Thursday, February 27, 2014
Using someone else's data
There was quite a lot of activity yesterday in response to PLOS ONE's announcement regarding its data policy. Most of the discussion I saw concerned rights of use and credit, completeness of data (e.g. the need for stimulus scripts for task-based fMRI) and ethics (e.g. the need to get subjects' consent to permit further distribution of their fMRI data beyond the original purpose). I am leaving all of these very important issues to others. Instead, I want to pose a couple of questions to the fMRI community specifically, because they concern data quality and data quality is what I spend almost all of my time dealing with, directly or indirectly. Here goes.
1. Under what circumstances would you agree to use someone else's data to test a hypothesis of your own?
Possible concerns: scanner field strength and manufacturer, scan parameters, operator experience, reputation of acquiring lab.
2. What form of quality control would you insist on before relying on someone else's data?
Possible QA measures: independent verification of a simple task such as a button press response encoded in the same data, realignment "motion parameters" below/within some prior limit, temporal SNR above some prior value.

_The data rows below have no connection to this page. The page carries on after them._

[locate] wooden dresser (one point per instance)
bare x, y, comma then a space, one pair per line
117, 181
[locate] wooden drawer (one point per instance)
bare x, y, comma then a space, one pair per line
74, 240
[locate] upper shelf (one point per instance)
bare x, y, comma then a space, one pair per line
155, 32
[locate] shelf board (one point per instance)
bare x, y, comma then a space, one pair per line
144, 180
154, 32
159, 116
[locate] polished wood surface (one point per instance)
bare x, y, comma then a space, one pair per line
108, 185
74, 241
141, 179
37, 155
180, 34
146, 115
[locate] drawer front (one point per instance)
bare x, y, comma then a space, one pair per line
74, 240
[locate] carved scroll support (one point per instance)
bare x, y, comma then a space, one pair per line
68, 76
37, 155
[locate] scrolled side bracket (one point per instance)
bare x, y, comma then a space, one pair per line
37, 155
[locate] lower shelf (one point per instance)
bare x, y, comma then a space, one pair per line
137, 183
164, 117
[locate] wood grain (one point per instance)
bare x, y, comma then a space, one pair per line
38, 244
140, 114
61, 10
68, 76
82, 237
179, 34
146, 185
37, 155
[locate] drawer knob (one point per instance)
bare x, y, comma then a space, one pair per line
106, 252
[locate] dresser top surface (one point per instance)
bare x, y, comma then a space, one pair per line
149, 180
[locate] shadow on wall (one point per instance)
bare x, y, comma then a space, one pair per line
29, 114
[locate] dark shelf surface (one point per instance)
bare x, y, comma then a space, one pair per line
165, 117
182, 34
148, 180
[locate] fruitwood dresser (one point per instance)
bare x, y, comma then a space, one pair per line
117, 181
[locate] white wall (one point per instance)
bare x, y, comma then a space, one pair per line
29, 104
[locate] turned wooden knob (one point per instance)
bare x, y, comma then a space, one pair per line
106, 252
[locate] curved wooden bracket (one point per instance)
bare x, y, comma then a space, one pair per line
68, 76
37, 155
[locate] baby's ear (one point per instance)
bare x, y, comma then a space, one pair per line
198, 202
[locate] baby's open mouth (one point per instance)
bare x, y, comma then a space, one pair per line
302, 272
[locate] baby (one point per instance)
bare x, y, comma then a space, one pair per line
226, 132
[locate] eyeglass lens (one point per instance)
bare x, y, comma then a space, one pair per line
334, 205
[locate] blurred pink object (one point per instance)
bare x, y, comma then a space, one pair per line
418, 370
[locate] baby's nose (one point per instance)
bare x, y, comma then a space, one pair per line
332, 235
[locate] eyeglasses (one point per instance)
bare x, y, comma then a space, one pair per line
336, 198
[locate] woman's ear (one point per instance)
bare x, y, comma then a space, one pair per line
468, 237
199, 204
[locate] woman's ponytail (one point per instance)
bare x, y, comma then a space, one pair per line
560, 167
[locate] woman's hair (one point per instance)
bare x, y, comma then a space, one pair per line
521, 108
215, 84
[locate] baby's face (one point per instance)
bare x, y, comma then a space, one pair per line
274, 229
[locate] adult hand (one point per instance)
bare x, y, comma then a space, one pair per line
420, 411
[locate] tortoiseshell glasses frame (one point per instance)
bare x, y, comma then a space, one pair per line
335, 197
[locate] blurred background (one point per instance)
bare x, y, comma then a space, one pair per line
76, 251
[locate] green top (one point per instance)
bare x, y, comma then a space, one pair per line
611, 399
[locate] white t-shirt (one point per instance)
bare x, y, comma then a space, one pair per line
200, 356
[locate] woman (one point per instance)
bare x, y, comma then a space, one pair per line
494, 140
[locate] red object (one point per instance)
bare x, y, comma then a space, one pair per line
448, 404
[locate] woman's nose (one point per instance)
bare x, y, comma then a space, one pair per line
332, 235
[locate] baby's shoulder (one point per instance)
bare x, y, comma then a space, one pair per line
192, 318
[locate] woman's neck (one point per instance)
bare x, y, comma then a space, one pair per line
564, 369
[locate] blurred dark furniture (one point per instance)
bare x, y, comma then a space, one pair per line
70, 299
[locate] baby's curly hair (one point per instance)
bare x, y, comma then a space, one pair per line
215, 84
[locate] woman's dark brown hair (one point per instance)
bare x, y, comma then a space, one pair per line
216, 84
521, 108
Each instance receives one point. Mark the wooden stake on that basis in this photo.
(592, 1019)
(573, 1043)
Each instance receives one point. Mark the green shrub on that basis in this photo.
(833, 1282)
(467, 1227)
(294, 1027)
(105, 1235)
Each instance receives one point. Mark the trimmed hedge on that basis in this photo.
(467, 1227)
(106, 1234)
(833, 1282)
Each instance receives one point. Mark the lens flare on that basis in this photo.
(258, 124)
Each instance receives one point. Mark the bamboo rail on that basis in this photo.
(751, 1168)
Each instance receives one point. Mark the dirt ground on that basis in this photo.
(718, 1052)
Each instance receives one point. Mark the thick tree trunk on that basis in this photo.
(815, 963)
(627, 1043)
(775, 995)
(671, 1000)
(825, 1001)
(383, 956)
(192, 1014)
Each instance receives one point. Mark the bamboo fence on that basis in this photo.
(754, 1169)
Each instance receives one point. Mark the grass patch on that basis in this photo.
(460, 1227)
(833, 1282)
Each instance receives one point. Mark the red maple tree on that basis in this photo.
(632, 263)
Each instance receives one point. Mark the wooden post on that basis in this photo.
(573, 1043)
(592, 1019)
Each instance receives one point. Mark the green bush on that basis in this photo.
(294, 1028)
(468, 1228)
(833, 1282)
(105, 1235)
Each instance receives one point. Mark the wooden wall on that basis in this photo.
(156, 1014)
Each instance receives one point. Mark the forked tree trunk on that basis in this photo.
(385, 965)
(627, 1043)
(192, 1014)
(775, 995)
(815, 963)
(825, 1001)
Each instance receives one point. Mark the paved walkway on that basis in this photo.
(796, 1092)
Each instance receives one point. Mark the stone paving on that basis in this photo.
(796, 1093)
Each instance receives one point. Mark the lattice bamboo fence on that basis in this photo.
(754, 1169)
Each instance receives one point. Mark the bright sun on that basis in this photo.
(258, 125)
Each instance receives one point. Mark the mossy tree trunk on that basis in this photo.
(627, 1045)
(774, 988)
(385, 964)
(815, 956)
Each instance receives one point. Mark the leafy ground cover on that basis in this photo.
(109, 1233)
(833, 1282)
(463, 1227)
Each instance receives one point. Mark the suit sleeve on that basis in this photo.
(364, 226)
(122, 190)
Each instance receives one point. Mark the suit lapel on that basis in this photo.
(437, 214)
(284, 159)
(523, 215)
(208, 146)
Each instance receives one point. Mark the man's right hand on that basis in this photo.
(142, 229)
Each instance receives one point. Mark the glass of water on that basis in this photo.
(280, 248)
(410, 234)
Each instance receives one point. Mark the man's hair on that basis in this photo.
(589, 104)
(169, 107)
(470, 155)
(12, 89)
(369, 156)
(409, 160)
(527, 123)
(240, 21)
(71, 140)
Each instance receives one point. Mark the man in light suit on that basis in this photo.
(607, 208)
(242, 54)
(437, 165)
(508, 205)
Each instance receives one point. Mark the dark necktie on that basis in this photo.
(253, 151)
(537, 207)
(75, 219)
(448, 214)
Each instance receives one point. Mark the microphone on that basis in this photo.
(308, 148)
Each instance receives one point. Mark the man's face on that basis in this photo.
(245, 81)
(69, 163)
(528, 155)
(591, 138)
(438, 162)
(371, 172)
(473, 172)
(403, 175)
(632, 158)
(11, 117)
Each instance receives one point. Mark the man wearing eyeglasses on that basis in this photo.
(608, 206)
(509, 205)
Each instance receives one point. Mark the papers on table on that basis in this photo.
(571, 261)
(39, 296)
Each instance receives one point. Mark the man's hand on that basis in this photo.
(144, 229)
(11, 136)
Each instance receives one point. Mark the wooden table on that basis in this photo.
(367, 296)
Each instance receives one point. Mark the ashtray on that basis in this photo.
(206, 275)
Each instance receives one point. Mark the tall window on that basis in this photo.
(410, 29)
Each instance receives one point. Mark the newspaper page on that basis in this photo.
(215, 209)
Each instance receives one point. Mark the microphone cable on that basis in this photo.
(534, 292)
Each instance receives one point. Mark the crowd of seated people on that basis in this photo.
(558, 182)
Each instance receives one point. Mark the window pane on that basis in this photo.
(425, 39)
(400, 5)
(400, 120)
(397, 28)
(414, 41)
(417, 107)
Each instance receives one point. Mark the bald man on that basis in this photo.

If anyone has other questions related to data quality that I haven't covered with these two, please let me know and I'll update the post. Until then I'll leave you with a couple of loaded comments. I wouldn't trust anyone's data if I didn't know the scanner operator personally and I knew first-hand that they had excellent standard operating procedures, a.k.a. excellent experimental technique. Furthermore, I wouldn't trust realignment algorithm reports (so-called motion parameters) as a reliable proxy for data quality in the same way that chemicals have purity values, for instance. The use of single value decomposition - "My motion is less than 0.5 mm over the entire run!" - is especially nonsensical in my opinion, considering that the typical voxel resolution exceeds 2 mm on a side. Okay, discuss.
UPDATE 13:35 PST
Someone just alerted me to the issue of data format. Raw? Filtered? And what about custom file types? One might expect to get image domain data, perhaps limited to the magnitude images that 99.9% of folks use. So, a third question is this: What data format(s) would you consider (un)acceptable for sharing, and why?